Ханна с тоской и раздражением посмотрела на мужа. Она была измотанной, выработанной, истерзанной нищетой и бесконечной домашней работой. Но по-прежнему магнетически красивой. Фира была похожа на мать, но если она, по меткому выражению старого Беззуба, была огонь и перец, то Ханна обладала какой-то невероятной аристократичной грацией. Она очень скупо двигалась, но каждый ее жест был выверен, как у танцовщицы фламенко. Несмотря на шестерых детей, сохранила девичью тонкую фигурку. Болезненно-белая до синевы кожа. Огромные черные глаза в вечных темных кругах от усталости и скудной еды. Ее надломленная болезненная красота завораживала не только Мойшу Берковича.

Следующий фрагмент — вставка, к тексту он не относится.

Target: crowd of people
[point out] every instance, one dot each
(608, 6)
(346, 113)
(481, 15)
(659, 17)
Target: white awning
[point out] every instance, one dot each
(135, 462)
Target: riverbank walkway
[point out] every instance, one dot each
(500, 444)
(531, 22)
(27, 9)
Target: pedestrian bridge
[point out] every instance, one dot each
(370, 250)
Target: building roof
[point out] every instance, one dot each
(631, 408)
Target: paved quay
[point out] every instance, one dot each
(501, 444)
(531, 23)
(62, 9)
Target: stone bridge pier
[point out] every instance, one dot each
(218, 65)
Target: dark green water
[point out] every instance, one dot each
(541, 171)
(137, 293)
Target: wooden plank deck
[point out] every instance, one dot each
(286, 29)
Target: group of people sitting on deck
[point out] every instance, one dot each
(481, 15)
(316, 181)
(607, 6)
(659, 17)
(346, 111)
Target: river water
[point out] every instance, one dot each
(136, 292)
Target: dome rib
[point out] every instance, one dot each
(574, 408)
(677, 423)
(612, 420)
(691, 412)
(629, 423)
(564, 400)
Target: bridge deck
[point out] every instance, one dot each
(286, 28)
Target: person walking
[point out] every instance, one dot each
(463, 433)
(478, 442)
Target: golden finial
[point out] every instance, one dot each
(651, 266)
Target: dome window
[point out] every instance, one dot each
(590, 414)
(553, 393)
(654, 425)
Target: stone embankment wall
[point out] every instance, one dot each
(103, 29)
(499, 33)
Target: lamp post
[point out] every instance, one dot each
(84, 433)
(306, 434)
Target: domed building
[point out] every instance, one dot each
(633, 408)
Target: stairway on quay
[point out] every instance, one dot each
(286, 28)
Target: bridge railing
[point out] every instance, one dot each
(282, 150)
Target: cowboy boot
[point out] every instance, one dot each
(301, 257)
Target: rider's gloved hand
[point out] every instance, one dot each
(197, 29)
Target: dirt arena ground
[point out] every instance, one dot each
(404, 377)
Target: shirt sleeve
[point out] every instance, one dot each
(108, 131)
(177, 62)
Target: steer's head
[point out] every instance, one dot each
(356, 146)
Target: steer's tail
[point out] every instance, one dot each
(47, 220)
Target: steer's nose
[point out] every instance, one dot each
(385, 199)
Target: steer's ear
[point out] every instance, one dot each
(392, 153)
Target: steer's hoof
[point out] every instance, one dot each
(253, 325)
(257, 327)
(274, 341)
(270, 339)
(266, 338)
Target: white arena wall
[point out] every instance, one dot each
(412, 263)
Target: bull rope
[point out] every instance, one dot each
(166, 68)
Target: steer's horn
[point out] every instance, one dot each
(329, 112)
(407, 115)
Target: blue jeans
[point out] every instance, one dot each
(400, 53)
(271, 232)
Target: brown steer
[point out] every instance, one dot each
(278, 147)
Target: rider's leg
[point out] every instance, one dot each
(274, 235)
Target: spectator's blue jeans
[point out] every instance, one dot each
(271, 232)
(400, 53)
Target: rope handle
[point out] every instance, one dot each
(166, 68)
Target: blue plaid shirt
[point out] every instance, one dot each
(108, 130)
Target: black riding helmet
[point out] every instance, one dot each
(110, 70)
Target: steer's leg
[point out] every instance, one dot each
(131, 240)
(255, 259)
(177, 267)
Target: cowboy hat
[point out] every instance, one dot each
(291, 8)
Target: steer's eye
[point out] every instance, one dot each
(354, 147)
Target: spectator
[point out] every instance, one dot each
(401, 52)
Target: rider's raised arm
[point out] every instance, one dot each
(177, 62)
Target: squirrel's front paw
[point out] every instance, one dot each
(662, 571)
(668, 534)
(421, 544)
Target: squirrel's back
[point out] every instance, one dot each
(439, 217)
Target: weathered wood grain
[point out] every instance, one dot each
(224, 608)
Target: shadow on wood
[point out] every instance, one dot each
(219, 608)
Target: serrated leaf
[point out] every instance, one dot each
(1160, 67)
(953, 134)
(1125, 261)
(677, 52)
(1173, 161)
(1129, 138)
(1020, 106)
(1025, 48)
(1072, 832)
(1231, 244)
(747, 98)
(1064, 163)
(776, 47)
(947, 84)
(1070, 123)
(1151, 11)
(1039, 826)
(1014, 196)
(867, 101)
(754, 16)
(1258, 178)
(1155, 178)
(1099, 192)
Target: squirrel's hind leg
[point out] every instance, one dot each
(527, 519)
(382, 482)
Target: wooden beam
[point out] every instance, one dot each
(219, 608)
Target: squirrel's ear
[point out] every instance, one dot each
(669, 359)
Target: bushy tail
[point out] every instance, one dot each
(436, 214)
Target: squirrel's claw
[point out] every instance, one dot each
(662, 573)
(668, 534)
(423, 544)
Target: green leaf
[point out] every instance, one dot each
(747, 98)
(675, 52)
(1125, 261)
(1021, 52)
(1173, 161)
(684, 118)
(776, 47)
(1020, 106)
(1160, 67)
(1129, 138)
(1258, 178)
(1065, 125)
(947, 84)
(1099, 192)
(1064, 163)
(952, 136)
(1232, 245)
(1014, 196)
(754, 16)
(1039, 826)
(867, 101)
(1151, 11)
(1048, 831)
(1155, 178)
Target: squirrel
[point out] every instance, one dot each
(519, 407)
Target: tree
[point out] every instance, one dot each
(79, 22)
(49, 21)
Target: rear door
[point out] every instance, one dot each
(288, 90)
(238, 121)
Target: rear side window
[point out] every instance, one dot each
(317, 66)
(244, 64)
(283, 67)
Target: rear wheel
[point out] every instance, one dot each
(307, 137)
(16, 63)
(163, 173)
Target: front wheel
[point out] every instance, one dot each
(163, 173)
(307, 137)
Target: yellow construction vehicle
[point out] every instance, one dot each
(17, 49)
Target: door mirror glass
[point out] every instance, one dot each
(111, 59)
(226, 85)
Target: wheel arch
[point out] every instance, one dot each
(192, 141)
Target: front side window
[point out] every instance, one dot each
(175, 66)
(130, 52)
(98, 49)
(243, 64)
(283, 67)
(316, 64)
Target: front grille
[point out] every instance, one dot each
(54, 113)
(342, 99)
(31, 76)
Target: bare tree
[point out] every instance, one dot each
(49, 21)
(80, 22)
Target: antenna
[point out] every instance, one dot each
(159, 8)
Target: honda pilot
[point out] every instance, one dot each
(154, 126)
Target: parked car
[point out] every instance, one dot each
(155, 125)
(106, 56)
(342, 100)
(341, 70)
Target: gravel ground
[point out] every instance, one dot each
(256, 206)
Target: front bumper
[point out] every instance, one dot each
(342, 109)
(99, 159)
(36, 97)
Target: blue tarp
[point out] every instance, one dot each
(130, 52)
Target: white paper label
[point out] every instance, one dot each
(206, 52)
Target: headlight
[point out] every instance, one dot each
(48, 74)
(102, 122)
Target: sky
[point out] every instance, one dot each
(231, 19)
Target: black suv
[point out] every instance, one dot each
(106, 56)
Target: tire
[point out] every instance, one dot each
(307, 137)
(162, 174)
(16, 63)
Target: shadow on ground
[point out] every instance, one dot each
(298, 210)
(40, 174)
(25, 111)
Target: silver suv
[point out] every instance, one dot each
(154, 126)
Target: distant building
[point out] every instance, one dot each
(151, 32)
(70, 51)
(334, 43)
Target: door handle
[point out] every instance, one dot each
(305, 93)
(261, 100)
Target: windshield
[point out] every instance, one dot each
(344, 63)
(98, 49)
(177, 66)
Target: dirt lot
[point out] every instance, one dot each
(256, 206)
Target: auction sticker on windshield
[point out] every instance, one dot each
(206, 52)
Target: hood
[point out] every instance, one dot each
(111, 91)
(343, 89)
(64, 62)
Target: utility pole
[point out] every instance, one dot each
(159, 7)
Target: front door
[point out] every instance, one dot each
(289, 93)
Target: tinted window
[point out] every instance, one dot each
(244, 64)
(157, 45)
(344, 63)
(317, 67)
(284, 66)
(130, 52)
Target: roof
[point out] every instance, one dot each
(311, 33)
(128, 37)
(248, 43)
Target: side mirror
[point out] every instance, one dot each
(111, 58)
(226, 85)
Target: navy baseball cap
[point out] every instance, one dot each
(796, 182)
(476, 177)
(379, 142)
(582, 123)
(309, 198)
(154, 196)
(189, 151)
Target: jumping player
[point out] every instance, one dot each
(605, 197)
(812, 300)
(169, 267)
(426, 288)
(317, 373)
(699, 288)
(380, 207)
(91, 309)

Эта оболочка принесла ей столько горя и боли. Любила ли она Мойшу? Она ненавидела. Себя. За то, что влюбилась в него. За то, что продолжала любить, несмотря на все, что случилось в их такой беспросветно-черной жизни.
– А ты бы что ответила?
Роза попыталась взять рассыпающийся листок, но Фира отдернула руку:
– Не трогай!
Роза пошла пятнами:
– Я не знаю… Ой… Ужас какой… Какая же ты счастливая. А ты что ответишь?
Фира засунула ласточку обратно за ворот платья и застегнула пуговицу:
– И я не знаю…
Оказалось, что молчание – лучший женский ответ.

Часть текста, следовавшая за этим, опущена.